Issues related with central government - Stock Exchange (part one)

You are covering a story concerning a local company about which there have been rumours relating to a possible hostile take-over bid. On a day when the FT 100 Share Index fell 250 points, the value of the company's ordinary shares increased significantly.

There have been reports that the Office of Fair Trading might refer any take-over to the Competition Commission.

(a)Explain what is meant by the terms:


FT 100 Share Index (stating also why it is important): the Financial Times Stock Exchange 100 Share Index (to use its full title) is the most famous of a number of 'indices', or lists, of major companies listed on the London Stock Exchange.

It lists the hundred highest valued companies at any one time, in order of their share value.

Ordinary shares: They are known as equity shares and they are the most common form of share in the UK.

An ordinary share gives the right to its owner to share in the profits of the company (dividends) and to vote at general meetings of the company.

Ordinary shares are the riskiest form of investment in a company since there may be no dividends paid and the market value of shares might fall after they have been bought.

The Ryanair share price fell so dramatically in mid-January 2004 because the company announced that its profits for the current financial year would probably be worse than they had previously expected.

Competition Commission: formerly the 'Monopolies and Mergers Commission' (MMC), this regulatory quango vets prospective company mergers and takeovers to ensure that they are not likely to have the effect of compromising free market competition.

Office of Fair Trading: a national regulatory quango established to ensure that free and fair competition operates in a given market for the benefit of the consumer on a day-to-day basis.

The OFT investigates complaints about restrictive practices, cartels, and other anti-competitive behaviour.

Plc: Plc stands for Public limited company, these companies have at least two shareholders and may offer shares to the public.
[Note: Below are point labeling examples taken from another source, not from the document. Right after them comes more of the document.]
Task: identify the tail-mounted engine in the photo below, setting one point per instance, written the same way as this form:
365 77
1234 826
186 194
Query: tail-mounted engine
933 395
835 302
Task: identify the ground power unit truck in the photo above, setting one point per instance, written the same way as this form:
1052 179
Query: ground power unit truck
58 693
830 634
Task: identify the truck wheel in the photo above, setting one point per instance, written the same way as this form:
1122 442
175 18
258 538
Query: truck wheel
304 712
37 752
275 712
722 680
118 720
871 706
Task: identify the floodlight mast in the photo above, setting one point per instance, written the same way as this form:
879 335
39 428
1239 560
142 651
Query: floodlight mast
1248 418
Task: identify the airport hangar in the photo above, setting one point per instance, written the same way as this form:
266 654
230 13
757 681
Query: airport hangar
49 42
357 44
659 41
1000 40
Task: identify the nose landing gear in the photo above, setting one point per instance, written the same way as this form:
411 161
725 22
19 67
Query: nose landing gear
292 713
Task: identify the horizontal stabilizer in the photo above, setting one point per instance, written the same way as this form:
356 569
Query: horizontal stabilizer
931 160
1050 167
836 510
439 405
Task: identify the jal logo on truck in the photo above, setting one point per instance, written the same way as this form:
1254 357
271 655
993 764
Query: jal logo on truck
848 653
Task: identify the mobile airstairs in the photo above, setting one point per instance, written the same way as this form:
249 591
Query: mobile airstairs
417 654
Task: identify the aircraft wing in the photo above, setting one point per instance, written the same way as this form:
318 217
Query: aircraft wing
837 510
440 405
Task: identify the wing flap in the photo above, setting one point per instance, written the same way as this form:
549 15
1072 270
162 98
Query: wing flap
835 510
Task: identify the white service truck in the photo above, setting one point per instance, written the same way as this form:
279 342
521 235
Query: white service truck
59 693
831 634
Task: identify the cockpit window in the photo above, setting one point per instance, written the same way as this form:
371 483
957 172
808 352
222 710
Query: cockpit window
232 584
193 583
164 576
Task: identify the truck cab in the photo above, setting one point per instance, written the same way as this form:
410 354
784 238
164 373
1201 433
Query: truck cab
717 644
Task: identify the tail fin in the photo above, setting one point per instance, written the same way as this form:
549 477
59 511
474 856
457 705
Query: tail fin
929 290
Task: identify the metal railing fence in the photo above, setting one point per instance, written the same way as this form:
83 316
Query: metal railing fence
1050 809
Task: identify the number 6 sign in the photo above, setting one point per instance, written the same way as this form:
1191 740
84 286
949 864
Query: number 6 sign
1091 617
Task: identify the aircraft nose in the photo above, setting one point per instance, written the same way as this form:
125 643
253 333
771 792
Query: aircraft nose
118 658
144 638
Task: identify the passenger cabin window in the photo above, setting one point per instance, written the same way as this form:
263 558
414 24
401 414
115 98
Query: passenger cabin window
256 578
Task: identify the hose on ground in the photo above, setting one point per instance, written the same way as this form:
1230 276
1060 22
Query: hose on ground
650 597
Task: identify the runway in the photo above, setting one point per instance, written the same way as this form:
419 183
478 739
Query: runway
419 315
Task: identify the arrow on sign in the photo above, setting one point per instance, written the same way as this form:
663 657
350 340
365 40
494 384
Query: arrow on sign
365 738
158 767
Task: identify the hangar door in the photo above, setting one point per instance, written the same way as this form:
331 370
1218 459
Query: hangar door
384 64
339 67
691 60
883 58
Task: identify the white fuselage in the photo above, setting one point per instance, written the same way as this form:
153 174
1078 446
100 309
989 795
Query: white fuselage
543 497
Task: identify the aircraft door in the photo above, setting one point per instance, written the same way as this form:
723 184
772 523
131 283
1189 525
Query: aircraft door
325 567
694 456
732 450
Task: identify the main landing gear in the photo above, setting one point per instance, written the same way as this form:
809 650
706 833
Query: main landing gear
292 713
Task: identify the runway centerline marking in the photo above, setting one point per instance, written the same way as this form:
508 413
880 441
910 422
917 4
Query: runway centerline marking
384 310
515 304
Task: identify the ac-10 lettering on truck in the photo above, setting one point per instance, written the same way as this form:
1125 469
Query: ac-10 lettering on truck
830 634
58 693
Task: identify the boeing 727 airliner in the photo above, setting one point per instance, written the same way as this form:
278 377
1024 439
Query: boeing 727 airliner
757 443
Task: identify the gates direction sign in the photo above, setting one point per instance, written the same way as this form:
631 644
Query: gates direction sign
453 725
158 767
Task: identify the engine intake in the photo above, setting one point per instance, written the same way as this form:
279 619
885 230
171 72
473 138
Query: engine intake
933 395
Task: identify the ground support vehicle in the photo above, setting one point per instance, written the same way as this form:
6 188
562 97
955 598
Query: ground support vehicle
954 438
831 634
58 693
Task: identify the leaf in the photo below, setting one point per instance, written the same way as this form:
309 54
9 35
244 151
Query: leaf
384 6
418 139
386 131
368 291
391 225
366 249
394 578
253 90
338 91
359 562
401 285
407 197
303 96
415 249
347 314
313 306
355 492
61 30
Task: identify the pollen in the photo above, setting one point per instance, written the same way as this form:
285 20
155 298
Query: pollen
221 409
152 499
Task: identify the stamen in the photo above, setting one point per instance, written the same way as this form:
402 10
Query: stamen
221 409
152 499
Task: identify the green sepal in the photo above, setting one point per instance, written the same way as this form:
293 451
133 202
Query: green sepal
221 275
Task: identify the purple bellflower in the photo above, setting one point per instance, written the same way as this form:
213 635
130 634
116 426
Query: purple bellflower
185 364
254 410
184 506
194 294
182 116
Their owners will 'float' them and they will be listed on the London Stock Exchange.

They must have issued shares to the value of £50,000 before being allowed to trade. Larger plcs are often referred to as blue chip companies, and include household names such as BP and Marks and Spencer.

Hostile takeover: When a company takes over another company against its will, it is a hostile takeover.

A hostile takeover is an acquisition in which the company being purchased doesn't want to be purchased, or doesn't want to be purchased by the particular buyer that is making a bid. It is just like how can someone buy something that is not for sale?

Hostile takeovers only work with publicly traded companies. That is, they have issued stock that can be bought and sold on public stock markets.

The two primary methods of conducting a hostile takeover are the tender offer and the proxy fight.

A tender offer is a public bid for a large chunk of the target's stock at a fixed price, usually higher than the current market value of the stock.

In a proxy fight, the buyer need to convince the shareholders to vote out current management or the current board of directors in favour of a team that will approve the takeover.

While companies fight tooth and nail to prevent hostile takeovers, it isn't always clear why they're fighting. Because the acquiring company pays for stocks at a premium price, shareholders usually see an immediate benefit when their company is the target of an acquisition.

Some analysts feel that hostile takeovers have an overall harmful effect on the economy, in part because they often fail.